Methodologically, the researchers examined projects associated with the 356 approved drugs. They analyzed targeted and phenotypic (a discovery beginning with an observation of biological change in living systems) drug approvals as well as the therapeutic area for each product. Once they collected these data, they used specific Boolean search phrases in medical research databases to identify all relevant published research relating to the drug or discovery. The researchers then identified NIH’s contribution and compiled the results.  

Cleary and Ledley, in their earlier work, demonstrated the importance of basic research across life science disciplines and diseases, calling the findings “spillover effects” of public research. For example, in a previous paper Cleary and Ledley showed that of 59 new cancer drugs approved from 2010-2016, much of the research tied directly to the drug’s development was funded by institutions with missions outside of the realm of cancer research. In other words, basic research focused on other biological functions not relating to cancer contributed to the development of novel cancer drugs.      

The authors include spillover effects into their analysis for the present paper to further explore the importance of public sector investment into funding basic scientific research in contrast to private sector support for foundational science. The incentives to invest in basic research are sparse in the private sector, they argue. It is often the case that the benefits of investment in basic research do not accrue in the firm that funded the basic work. This means that private firms that invest in basic research are running the risk that their findings may benefit other firms in the market and ultimately hurt their own business, according to the researchers.

On the policy side, the researchers and others, such as the Congressional Research Service, have highlighted inadequacies in federal mechanisms for commercialization, including Bayh-Dole. One problem Cleary et al. cite is that a central aspect of the key tech transfer law is the patenting of subject inventions and commercial development. Bayh-Dole is aimed at patent generation, but publicly-funded basic life science research often does not lead directly to a patent. In fact, previous 2017 research described in Science by Li, Azoulay and Sampat, has shown that the impact of NIH funding is not captured adequately by measuring the number of patents. They found only 8.4 percent of NIH grants generate a patent directly.
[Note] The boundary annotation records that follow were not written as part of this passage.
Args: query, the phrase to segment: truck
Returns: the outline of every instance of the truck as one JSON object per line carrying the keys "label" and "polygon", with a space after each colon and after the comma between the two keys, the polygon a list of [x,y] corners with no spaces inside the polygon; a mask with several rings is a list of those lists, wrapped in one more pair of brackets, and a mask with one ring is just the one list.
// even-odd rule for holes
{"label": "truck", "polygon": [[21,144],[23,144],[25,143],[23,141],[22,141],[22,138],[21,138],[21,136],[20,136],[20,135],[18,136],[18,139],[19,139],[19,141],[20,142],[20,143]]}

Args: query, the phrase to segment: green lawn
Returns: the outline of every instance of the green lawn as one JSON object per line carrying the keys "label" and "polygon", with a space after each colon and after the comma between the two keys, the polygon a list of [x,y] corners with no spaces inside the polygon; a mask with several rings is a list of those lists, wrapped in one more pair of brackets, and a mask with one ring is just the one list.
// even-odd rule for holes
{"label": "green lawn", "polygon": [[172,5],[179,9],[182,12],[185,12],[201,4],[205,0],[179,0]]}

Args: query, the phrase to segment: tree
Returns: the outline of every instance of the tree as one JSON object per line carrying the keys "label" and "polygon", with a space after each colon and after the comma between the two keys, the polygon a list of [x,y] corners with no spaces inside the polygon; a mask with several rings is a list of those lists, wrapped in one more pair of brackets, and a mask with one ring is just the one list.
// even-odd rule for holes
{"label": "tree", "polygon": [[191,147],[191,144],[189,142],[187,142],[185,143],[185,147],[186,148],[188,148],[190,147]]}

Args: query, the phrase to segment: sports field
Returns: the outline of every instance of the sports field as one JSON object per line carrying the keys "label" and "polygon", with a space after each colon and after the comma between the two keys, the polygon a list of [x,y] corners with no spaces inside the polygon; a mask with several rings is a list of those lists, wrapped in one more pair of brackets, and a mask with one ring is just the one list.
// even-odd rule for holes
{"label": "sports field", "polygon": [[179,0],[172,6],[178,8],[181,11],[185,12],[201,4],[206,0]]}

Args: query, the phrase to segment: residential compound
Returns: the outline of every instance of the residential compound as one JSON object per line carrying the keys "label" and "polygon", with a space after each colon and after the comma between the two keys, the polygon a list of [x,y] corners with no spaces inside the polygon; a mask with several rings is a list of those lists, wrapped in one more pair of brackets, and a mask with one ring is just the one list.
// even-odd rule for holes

Cleary et al. argue in the current paper that no other mechanism currently exists to govern the translation of scientific discoveries for public value. The intended public value created by biopharmaceutical innovations include better health, job creation, and economic growth. Rather than a public sector return on investment in the form of public value, private firms are achieving record profits. From 2000-2018, the authors note, the 35 largest pharmaceutical companies had a cumulative revenue of $11.5 trillion far surpassing other companies in the S&P 500.
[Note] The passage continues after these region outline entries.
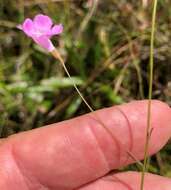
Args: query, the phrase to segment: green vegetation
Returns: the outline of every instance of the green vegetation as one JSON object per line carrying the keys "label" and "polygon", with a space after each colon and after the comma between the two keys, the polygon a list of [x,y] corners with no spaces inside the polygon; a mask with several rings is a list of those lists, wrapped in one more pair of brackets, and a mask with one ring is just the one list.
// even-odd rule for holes
{"label": "green vegetation", "polygon": [[[148,98],[152,4],[94,2],[0,0],[1,137],[89,112],[62,66],[16,29],[37,13],[63,23],[54,44],[93,109]],[[170,0],[159,0],[153,98],[171,105],[170,23]],[[168,143],[151,158],[149,171],[171,176],[169,152]]]}

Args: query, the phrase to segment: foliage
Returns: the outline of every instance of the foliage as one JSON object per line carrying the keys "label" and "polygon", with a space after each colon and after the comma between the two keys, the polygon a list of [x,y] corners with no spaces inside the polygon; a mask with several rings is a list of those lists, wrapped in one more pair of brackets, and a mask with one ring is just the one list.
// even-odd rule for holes
{"label": "foliage", "polygon": [[[94,109],[148,97],[151,10],[141,1],[0,0],[2,137],[88,112],[60,64],[16,25],[37,13],[64,24],[54,40],[75,83]],[[160,0],[153,98],[171,105],[171,7]],[[168,144],[150,171],[171,176]],[[131,166],[135,169],[135,166]]]}

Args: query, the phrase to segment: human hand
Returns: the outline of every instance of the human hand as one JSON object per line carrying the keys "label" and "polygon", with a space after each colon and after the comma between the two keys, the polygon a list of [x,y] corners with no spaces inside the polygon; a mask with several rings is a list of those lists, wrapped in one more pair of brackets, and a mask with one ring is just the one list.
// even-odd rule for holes
{"label": "human hand", "polygon": [[[147,101],[134,101],[1,140],[0,189],[139,190],[140,173],[107,174],[135,162],[127,151],[143,158],[146,115]],[[152,101],[151,123],[150,155],[171,136],[171,109]],[[146,174],[152,189],[170,190],[171,179]]]}

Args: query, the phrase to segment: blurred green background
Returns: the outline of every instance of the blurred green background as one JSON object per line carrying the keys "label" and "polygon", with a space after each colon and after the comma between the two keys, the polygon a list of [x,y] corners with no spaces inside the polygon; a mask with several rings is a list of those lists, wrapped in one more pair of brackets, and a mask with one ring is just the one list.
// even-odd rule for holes
{"label": "blurred green background", "polygon": [[[148,97],[150,0],[0,0],[0,135],[89,110],[61,65],[16,25],[38,13],[63,23],[53,38],[86,100],[100,109]],[[171,2],[159,0],[153,98],[171,105]],[[171,176],[171,145],[150,171]],[[132,169],[135,166],[131,166]]]}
Overall, Government as the First Investor in Biopharmaceutical Innovation: Evidence from New Drug Approvals 2010-2019 concludes that federal support for basic life science research and NIH translational research must be renewed and sustained. Whether it is creating foundational research for novel cancer treatments or leading to a direct patent, public investment in basic research benefits society and improves the lives of citizens through health improvements or even job creation. At the same time, it states there is a need for innovative policies beyond Bayh-Dole that ensure public sector investments in science are efficiently translated into public value. Private firms have reaped much of the monetary return on investment generated by public investment, the authors hold, without much accompanying support for basic research and greater public understanding of life science.